CS 315 Assignment 11: MapReduce
Due: December 2, 2011.
Files: Cons.java   MapReduce.java  
file1.txt   decind.txt   movies.txt
This assignment should be done in Java.
The purpose of this assignment is to gain experience with MapReduce
programming. MapReduce is used by Google for much of their
processing of large data sets (terabytes of data). Hadoop is an
open-source version of MapReduce written in Java; it is available
to commercial users through Amazon Web Services.
For this assignment, we will use a simplified version of MapReduce;
the way in which it is programmed is similar to Hadoop.
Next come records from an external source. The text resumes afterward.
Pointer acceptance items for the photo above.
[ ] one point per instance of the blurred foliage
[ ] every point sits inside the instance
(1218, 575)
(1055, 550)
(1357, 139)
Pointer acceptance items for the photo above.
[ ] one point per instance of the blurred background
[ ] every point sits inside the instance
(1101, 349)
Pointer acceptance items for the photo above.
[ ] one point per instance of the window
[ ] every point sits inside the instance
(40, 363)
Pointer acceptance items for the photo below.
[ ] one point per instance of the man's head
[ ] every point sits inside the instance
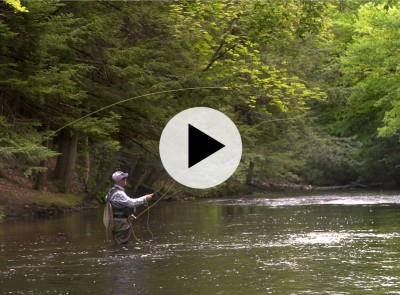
(120, 177)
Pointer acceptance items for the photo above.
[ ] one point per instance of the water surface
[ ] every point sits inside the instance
(282, 244)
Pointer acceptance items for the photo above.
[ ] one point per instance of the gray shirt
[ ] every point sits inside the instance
(120, 199)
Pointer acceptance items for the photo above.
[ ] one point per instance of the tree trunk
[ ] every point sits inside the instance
(86, 163)
(64, 141)
(105, 176)
(41, 179)
(138, 174)
(70, 163)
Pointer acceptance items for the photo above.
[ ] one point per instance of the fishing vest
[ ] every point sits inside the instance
(118, 212)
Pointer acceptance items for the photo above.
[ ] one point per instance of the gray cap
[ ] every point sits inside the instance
(119, 175)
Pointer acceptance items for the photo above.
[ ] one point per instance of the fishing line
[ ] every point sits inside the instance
(140, 96)
(156, 93)
(148, 210)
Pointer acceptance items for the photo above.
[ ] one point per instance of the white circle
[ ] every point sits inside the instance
(213, 169)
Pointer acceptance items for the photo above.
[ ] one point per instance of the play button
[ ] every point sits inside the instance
(200, 147)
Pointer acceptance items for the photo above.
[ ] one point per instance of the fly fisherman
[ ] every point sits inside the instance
(122, 208)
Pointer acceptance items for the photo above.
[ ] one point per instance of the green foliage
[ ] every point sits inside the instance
(16, 4)
(93, 66)
(21, 146)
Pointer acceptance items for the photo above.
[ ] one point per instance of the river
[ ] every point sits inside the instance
(308, 243)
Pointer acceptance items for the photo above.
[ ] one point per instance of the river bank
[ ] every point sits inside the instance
(18, 199)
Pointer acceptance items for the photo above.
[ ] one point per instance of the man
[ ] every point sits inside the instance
(122, 207)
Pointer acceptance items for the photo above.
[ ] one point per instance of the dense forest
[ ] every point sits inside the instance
(86, 87)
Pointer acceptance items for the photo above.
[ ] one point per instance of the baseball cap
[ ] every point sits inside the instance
(119, 175)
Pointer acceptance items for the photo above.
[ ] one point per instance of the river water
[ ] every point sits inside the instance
(331, 243)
A MapReduce program has two basic components provided by the user, a
Mapper and a Reducer; these in turn have methods
map and reduce. The MapReduce class
calls the methods and manages the data.
map has two arguments,
a String key and a String value, plus the
MapReduce mr. For our purposes, the key will be
a line number (sometimes used, sometimes not used), and the
value will be a line of text. map will emit
zero or more items of data by calling mr.collect_map with
arguments of a key and a value that is a list of one
String (potentially more).
Note that the key in the call to mr.collect_map
is often different from the key parameter to the
map method. As an example, suppose that the mapper program
detects some conditions in the lines of input text and wants to
count those conditions; for condition foo, the call to emit this
output would be mr.collect_map("foo", list("1")); In this case,
"foo" is the key, and the value is a list of one String
value, in this case denoting one occurrence of foo.
The reduce method gets a key that is a String,
and a value that is a list of lists of (usually one) String.
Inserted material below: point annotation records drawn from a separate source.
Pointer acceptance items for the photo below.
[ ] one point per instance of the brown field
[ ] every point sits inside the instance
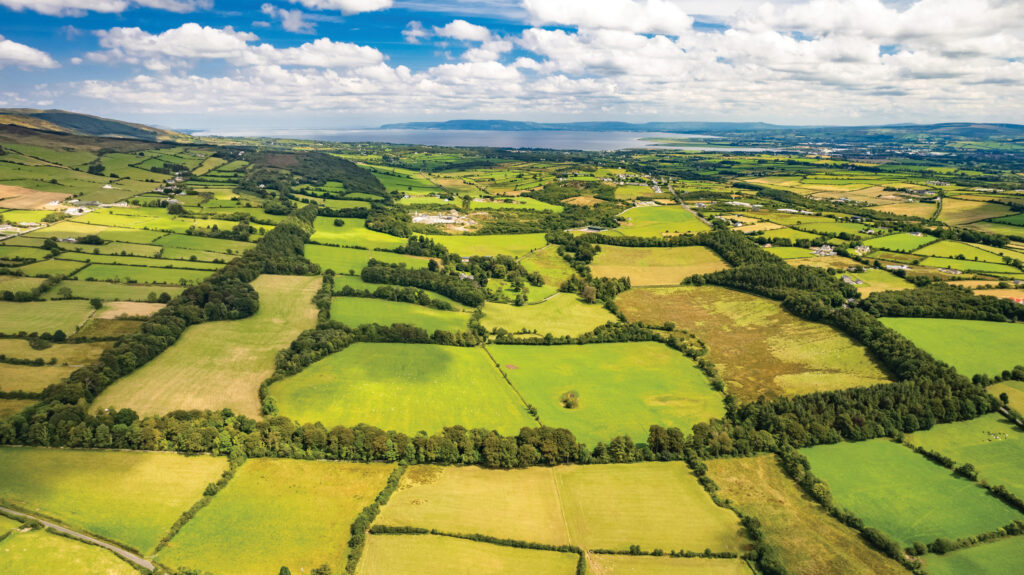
(25, 198)
(114, 310)
(759, 348)
(957, 212)
(809, 541)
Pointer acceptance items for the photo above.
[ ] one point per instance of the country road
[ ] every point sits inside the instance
(124, 554)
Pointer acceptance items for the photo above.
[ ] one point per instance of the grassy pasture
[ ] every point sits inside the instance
(508, 245)
(809, 541)
(38, 553)
(139, 274)
(345, 260)
(903, 494)
(958, 212)
(203, 244)
(623, 388)
(622, 565)
(108, 291)
(136, 261)
(221, 363)
(657, 221)
(793, 356)
(899, 241)
(434, 555)
(47, 268)
(353, 232)
(43, 316)
(654, 505)
(15, 283)
(403, 387)
(359, 311)
(450, 498)
(1005, 557)
(992, 444)
(971, 347)
(314, 502)
(655, 266)
(130, 497)
(563, 314)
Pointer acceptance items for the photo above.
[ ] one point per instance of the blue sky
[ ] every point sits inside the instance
(226, 65)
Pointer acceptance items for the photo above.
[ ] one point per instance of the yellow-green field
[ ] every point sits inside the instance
(432, 555)
(759, 348)
(130, 497)
(809, 541)
(655, 266)
(307, 524)
(221, 363)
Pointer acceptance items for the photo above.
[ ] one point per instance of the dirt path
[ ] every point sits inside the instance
(122, 553)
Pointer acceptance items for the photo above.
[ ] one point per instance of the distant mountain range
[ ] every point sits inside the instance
(60, 122)
(967, 130)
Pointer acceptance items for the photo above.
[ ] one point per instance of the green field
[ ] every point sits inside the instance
(352, 233)
(899, 241)
(808, 540)
(793, 356)
(654, 505)
(359, 311)
(138, 274)
(1005, 557)
(658, 220)
(655, 266)
(563, 314)
(971, 347)
(903, 494)
(314, 502)
(623, 389)
(43, 316)
(433, 555)
(992, 444)
(130, 497)
(449, 498)
(620, 565)
(512, 245)
(403, 387)
(348, 260)
(39, 553)
(108, 291)
(194, 373)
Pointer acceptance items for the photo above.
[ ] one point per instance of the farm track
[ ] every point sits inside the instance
(120, 551)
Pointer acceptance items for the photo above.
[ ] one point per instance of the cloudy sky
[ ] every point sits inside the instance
(228, 64)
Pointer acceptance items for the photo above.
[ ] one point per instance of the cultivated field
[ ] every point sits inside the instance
(40, 553)
(221, 363)
(432, 555)
(359, 311)
(403, 387)
(809, 541)
(971, 347)
(793, 356)
(654, 505)
(621, 389)
(450, 498)
(43, 316)
(563, 314)
(655, 266)
(903, 494)
(130, 497)
(314, 502)
(991, 443)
The value contains all the values emitted for that key
by the map method, collected into a single list. The task
of reduce is to produce an answer from the list of values
and output that answer by calling mr.collect_reduce . The answer
is of type Cons, a list of the key and combined value. As
an example, if there are 3 occurrences of foo, the value
would be (("1") ("1") ("1")) ; the quotation marks are shown
here to emphasize that the values are String and must be parsed
to get integer values, e.g. by Integer.decode(). The final value might
be a list ("foo" 3), where the 3 is the
Integer combined value.
- An example pair of methods to perform a line count of a file is
provided. This example simply emits
mr.collect_map("line", list("1")); for each line. The reduce
method parses and adds the 1 counts, to emphasize this technique,
although it could simply find the length of the list.
- Write map and reduce methods to count the number
of occurrences of each alphabetic character in a file. The count for
each letter should be case-insensitive (i.e., include both upper-case
and lower-case versions of the letter). Ignore non-alphabetic
characters. Character frequency counts can be used in breaking
substitution ciphers.
((a 484) (b 95) (c 187) ...)
- Write map and reduce methods to count the number
of occurrences of each word in a file.
For the purposes of this assignment a word will be defined as any
string of alphabetic characters appearing between non-alphabetic
characters. nature's is two words.
The count should be case-insensitive.
If a word occurs multiple times in a line, all should be counted.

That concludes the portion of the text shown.